At 12:48 PM, Anonymous John K. Walker said...

I would like to register one other response to Mr. Jakubczyk's original column itself regarding finding "common ground." There is no conceivable justification for the pro-life side not to participate in any activity that reduces the probable incidence of abortion, thereby both saving lives and, in a small way, loosening the culture of death and irresponsible behavior that is the source of most people's acceptance of this nightmare, PROVIDED THAT these actions in no way compromise (especially in any "permanent" sense) the core basis of the right-to-life movement, namely that pre-birth babies have as much right to legal protection from extermination (as well over a million annually suffer in the U.S. alone) as anyone else does, based on the undeniable scientific fact that they are separate human beings.

And certainly, promoting adoption meets both of these requirements in a wonderful way. I remember the first President Bush's nomination acceptance speech in 1988 (written by Peggy Noonan), calling for "adoption, not abortion!," which was, predictably, rejected by the hypocrites in the media, and never really pursued. Just think of how many people would be alive today if that had been done on the perfectly practical scale available John cited, regardless of the legal status of abortion-on-demand itself.

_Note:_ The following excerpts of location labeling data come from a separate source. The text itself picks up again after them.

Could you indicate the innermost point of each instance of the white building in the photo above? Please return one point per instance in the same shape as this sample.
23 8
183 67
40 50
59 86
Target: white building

But very annoyingly, there is also a counter-productive, fringe, "purist" (to the point of schizophrenia) element on the national (meaning Washington, D.C.) RTL side that considers even parental approval and/or notification of abortions performed on pregnant minor girls to somehow be "accepting" of abortion and therefore to be opposed. Of course, such obstinance does not in any way "sell out" possible future victims of legal abortion, since more protective laws (constitutional and/or statutory) would supersede the need for this sort of scrutiny, but, apparently, feeling good about their own motives is more important to them than are actual results. This sort of self-righteousness and refusal to deal with reality exemplifies why the unacceptable status quo has held for nearly 40 years now....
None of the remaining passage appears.